Gerilim atmosferi, söz düellosu arenasında anayasa değişiklik paketi bugün TBMM'de sahne alacak. Uzlaşma kapısını kapalı tutan CHP'nin son dakika manevrası ise referandum yolunda çokça tartışılacak. Aslında, ana muhalefet partisinin önerisi, üstü örtülen gerçekleri gün ışığına çıkardı. AK Parti'nin, anayasayı değiştirme çabasında "yalnız kalmak istemediği", başka çare kalmazsa "hodri meydan" diyeceği bir kez daha teyit edildi. CHP'nin, "Laiklik karşıtı eylemlerin odağı olduğu gerekçesiyle ceza almış bir parti anayasa değişikliğine öncülük edemez" tezi de iflas etti.
Genel Başkan Deniz Baykal'ın formülü, "siyasi incelikler" taşımasına rağmen üzerinde düşünülmeye değer. İşin hassas yanı şu:
"Anayasa teklifinin üç maddesi, yani 'parti kapatma, HSYK ve Anayasa Mahkemesi'nin yapısı' ile ilgili hükümler ayıklanıp referanduma sunulursa, pakete verilecek toplumsal desteğin taşıyıcı ayakları ortadan kalkacaktır. Böylece CHP, AK Parti'nin vazgeçilmez saydığı yargı reformunu bıçak sırtı denge aşamasına taşıyacaktır."
Buna karşın, 367 ve üstünde oyla TBMM'den destek bulan bir anayasa değişikliği, yıllardır özlemi çekilen "siyasi uzlaşma" kültürünün eşsiz örneğine dönüşecektir. Eğer milletin iradesine güveniliyorsa, millet adına karar veren yargıya vurulacak neşteri, yine o milletin iradesinin tayin etmesi AK Parti için tarihi meydan okuma kimliği kazanacaktır.
Aksi takdirde bizi bekleyen süreç, "Acımasız eleştiriler, birbirine ağır laflar eden vekiller, yorgun halde Meclis sırasında uyuyan isimler, Anayasa Mahkemesi'ne gitmek için kulis yapanlar, sandığın sonucunu farklı farklı yönlerden yorumlayıp kendi zaferini ilan eden partiler"den ibaret olacaktır.
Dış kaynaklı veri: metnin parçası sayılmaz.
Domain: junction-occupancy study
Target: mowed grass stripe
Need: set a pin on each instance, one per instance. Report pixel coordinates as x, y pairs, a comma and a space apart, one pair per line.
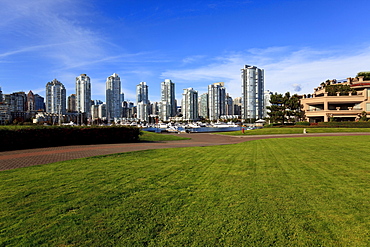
283, 192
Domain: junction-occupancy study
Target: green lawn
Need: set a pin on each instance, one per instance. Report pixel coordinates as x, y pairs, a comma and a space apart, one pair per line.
274, 192
274, 131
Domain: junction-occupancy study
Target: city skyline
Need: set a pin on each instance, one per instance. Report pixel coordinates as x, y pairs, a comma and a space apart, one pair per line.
299, 43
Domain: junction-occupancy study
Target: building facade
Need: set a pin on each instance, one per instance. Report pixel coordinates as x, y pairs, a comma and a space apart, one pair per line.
189, 105
168, 106
267, 103
203, 106
216, 101
55, 97
229, 105
252, 92
142, 101
113, 98
329, 102
72, 103
83, 95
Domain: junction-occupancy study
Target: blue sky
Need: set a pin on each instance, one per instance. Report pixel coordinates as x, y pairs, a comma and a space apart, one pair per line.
299, 43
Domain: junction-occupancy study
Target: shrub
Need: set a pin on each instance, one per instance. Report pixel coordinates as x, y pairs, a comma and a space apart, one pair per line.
303, 123
49, 136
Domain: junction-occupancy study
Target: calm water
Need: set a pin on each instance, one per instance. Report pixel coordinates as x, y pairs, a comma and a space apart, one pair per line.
198, 130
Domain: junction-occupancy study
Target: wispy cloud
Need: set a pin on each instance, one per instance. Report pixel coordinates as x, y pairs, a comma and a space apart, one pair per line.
286, 69
48, 31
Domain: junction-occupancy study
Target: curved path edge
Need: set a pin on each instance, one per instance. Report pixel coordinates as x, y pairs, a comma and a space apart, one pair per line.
29, 157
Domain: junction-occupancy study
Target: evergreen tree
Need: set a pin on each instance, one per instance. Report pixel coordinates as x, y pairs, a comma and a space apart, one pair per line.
285, 108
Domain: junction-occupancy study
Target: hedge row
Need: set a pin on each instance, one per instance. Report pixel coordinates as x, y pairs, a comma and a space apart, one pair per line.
347, 124
324, 125
47, 136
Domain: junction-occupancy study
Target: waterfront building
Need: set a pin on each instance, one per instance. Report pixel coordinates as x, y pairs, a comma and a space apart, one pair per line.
168, 107
267, 103
113, 97
252, 92
203, 105
83, 94
55, 97
142, 101
72, 103
102, 111
346, 100
216, 101
35, 102
18, 102
189, 106
229, 105
237, 106
5, 116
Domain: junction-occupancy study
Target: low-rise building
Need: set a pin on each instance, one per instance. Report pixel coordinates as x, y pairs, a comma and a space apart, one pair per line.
343, 101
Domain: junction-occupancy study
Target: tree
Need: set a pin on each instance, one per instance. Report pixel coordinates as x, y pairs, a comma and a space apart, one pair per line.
342, 89
285, 108
365, 74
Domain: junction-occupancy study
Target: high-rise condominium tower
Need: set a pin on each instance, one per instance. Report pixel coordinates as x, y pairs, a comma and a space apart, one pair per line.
55, 97
71, 102
189, 104
168, 103
83, 94
252, 92
216, 100
113, 97
142, 101
203, 105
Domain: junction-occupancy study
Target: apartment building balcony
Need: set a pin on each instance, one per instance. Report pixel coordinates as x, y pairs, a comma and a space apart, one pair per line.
322, 107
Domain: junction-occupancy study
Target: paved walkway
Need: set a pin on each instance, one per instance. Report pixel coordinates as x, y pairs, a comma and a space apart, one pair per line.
30, 157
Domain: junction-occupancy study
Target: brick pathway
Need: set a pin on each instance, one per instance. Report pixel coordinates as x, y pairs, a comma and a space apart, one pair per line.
30, 157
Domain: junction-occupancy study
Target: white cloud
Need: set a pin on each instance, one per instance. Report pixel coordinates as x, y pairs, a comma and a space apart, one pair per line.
285, 69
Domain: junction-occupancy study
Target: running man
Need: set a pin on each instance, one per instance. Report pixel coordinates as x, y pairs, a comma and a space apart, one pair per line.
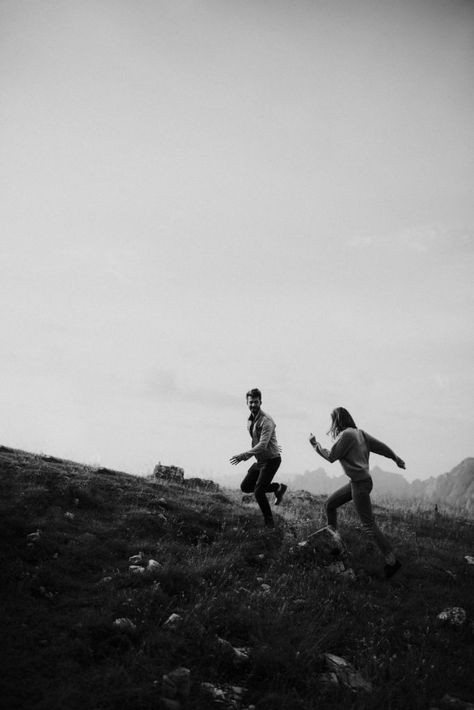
266, 450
Referandum seçeneğinin hayırlı tarafında ise Ankara'da yükselen tansiyonu düşürmesi veya anayasa-seçim sandığının birlikte halkın önüne sunulması ihtimali bulunmaktadır. 29 maddesi değişse bile anayasa bu haliyle de kalmayacak ve yepyeni anayasa yazımının ufkunu açacaktır.